Compra de precatórios para quitação de tributos: benefícios e cuidados

      



A compensação de débitos fiscais por meio de precatórios estaduais e municipais é uma prática bem lucrativa para empresas. O mais importante, porém, é saber que a compra de precatórios para quitação de tributos é uma negociação que pode ser realizada com segurança jurídica.

São várias as vantagens que envolvem essa prática. Do ponto de vista da empresa, é uma possibilidade de regularizar os débitos com o fisco sem onerar as finanças do negócio e ainda obter um desconto – geralmente concedido ao contribuinte devedor.

A empresa pode ser a proprietária original do precatório ou pode comprá-lo de credores interessados em receber o pagamento de maneira imediata. Nesse caso, há ainda outra vantagem para a empresa, que pode negociar o título com deságio, uma vez que o credor original receberá o pagamento imediato.
Esse é um tipo de transação que vem crescendo no mercado, tendo em vista a demora no pagamento de precatórios por parte de vários entes estaduais e municipais. Sendo assim, uma forma vantajosa para o credor que vende o título e para a empresa que faz a compra.

Precatórios
O precatório é uma ordem de pagamento judicial, originária de uma sentença condenatória contra uma pessoa jurídica de direito público, transitada em julgado. É previsto, por meio dessa ordem, um determinado valor devido ao contribuinte – credor original do precatório.

Por meio da compensação de créditos, é possível quitar dívidas tributárias com utilizando os precatórios.
As normas gerais a respeito do assunto são elencadas no artigo 100 da Constituição Federal brasileira.
Embora o instituto da compensação de créditos seja autorizado pela Lei n. 5.172/1966 (Código Tributário Nacional), que dispõe sobre o Sistema Tributário Nacional, no caso de precatórios por já haver autorização constitucional, esta independe de lei específica.

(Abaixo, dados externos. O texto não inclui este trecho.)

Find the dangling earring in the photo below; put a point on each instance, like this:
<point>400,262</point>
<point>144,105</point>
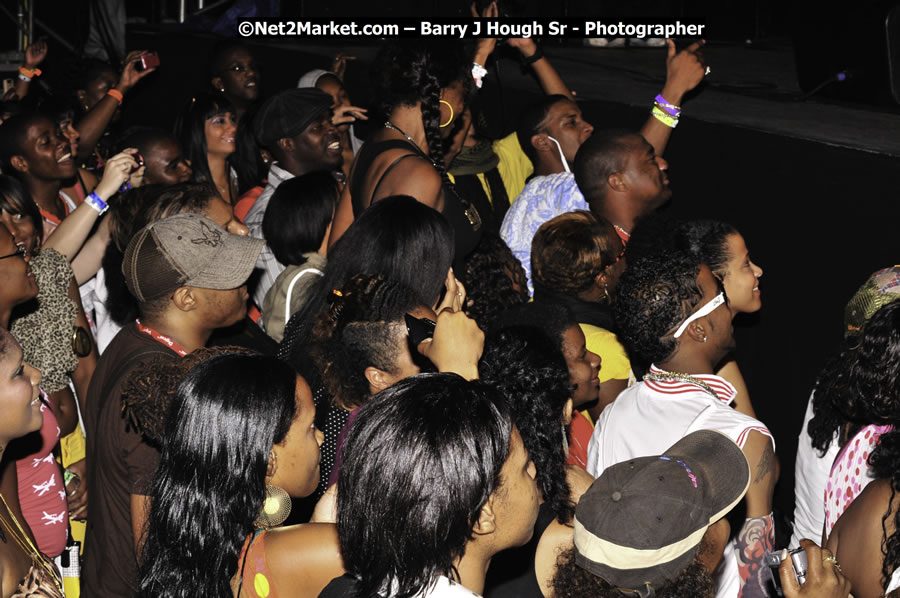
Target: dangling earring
<point>276,508</point>
<point>449,120</point>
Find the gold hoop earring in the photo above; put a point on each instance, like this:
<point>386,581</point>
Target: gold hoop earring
<point>449,120</point>
<point>276,508</point>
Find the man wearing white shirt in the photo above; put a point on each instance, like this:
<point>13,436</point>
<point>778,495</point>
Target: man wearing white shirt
<point>673,313</point>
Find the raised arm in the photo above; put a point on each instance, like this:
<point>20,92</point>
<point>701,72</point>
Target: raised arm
<point>71,233</point>
<point>94,123</point>
<point>684,71</point>
<point>34,56</point>
<point>757,535</point>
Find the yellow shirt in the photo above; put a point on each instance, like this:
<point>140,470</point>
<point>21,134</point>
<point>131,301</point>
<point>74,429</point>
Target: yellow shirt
<point>514,168</point>
<point>614,361</point>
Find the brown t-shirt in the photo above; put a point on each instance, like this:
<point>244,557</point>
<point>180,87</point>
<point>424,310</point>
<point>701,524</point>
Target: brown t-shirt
<point>120,463</point>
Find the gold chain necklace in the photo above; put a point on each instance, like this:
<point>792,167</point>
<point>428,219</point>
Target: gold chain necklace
<point>664,375</point>
<point>24,542</point>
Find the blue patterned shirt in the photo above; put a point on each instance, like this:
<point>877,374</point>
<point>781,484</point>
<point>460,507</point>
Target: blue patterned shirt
<point>543,198</point>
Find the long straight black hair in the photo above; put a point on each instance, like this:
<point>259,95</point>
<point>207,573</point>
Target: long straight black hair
<point>220,428</point>
<point>191,133</point>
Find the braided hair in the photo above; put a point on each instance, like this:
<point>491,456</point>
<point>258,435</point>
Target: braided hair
<point>412,72</point>
<point>528,368</point>
<point>861,385</point>
<point>362,327</point>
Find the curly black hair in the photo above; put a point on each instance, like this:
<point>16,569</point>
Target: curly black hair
<point>884,460</point>
<point>149,389</point>
<point>494,281</point>
<point>709,240</point>
<point>412,71</point>
<point>362,327</point>
<point>529,370</point>
<point>568,251</point>
<point>572,581</point>
<point>656,293</point>
<point>861,385</point>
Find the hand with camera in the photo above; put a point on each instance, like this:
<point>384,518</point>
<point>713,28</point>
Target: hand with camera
<point>132,72</point>
<point>125,167</point>
<point>823,575</point>
<point>35,53</point>
<point>486,45</point>
<point>684,70</point>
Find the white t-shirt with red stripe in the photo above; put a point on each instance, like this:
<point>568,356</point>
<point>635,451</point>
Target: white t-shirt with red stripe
<point>652,415</point>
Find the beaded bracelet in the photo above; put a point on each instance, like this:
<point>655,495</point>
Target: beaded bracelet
<point>664,118</point>
<point>538,54</point>
<point>26,73</point>
<point>478,73</point>
<point>664,104</point>
<point>95,202</point>
<point>670,112</point>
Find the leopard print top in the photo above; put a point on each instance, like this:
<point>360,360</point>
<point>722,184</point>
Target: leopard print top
<point>45,332</point>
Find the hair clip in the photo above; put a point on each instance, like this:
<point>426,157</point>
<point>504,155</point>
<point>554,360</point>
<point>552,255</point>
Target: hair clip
<point>337,305</point>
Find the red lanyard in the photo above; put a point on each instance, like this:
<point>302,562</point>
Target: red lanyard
<point>161,338</point>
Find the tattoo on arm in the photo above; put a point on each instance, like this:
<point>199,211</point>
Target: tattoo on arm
<point>755,539</point>
<point>766,464</point>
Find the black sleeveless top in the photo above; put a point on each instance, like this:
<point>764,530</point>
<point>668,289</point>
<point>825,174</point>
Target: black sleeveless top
<point>511,574</point>
<point>463,217</point>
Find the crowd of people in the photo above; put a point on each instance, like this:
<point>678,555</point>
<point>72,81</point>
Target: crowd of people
<point>254,355</point>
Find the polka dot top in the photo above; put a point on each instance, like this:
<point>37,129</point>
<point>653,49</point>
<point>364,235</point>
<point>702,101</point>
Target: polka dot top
<point>850,473</point>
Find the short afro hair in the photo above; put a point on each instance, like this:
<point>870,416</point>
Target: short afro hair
<point>602,155</point>
<point>656,293</point>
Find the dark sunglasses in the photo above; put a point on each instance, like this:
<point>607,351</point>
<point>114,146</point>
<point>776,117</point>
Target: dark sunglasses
<point>20,252</point>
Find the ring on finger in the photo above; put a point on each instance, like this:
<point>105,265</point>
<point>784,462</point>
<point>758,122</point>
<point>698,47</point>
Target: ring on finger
<point>833,561</point>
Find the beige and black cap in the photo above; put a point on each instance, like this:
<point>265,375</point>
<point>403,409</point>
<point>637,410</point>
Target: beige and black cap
<point>640,523</point>
<point>187,250</point>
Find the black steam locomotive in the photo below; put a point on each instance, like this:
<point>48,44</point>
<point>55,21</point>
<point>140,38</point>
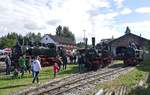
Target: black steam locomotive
<point>132,55</point>
<point>97,56</point>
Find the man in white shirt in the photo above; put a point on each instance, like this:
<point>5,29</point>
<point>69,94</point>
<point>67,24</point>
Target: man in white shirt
<point>36,68</point>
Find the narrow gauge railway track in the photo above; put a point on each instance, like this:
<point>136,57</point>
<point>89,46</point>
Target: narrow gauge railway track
<point>50,84</point>
<point>60,89</point>
<point>61,86</point>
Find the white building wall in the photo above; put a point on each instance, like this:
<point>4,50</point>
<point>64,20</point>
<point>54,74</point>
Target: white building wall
<point>46,39</point>
<point>113,50</point>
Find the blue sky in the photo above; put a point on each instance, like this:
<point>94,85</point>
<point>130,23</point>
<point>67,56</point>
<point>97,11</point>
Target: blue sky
<point>99,18</point>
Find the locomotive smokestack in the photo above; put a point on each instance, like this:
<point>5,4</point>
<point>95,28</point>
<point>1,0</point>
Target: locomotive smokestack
<point>93,42</point>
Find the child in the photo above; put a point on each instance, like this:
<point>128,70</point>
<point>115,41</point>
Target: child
<point>55,69</point>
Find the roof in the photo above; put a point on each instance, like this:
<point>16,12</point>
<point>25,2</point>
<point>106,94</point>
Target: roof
<point>62,40</point>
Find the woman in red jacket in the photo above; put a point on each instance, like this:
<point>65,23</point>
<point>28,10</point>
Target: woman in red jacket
<point>55,69</point>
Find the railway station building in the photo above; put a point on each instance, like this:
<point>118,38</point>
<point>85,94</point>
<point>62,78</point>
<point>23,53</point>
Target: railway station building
<point>119,45</point>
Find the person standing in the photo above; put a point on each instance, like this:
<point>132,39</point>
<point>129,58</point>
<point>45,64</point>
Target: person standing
<point>55,69</point>
<point>36,69</point>
<point>64,59</point>
<point>22,65</point>
<point>8,64</point>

Todavia, a fim de garantir uma maior clareza e segurança jurídica, estimulando assim o pagamento de impostos estaduais e municipais por meio de precatórios, foi promulgada a Emenda Constitucional n. 99, de dezembro de 2017, que obriga municípios, Estados e o Distrito Federal a regulamentarem a questão, dando o prazo limite para tais entes federativos regularizarem o dispositivo de pagamentos por precatórios, prazo este que expirou em 30 de abril de 2018. A própria Emenda Constitucional determina que os entes que não regularizassem os procedimentos de quitação de dívidas fiscais por meio de precatórios até a referida data, permitiria de imediato que os devedores de impostos, com débitos inscritos em dívida ativa até 25 de março de 2015, quitassem suas dívidas fiscais estaduais ou municipais por meio de precatórios.

Vários estados, a exemplo da Bahia e de São Paulo, através de leis e provimentos específicos, já regulamentaram o pagamento de impostos através de precatórios.

Assim, algo que era lógico e justo, ganhou agora também uma enorme segurança jurídica, com a vigência da Emenda Constitucional 99/2017.

Categorias dos precatórios
Um precatório é sempre originário de uma condenação de um ente público em uma ação que tramita nas Justiças Estadual, Federal ou do Trabalho.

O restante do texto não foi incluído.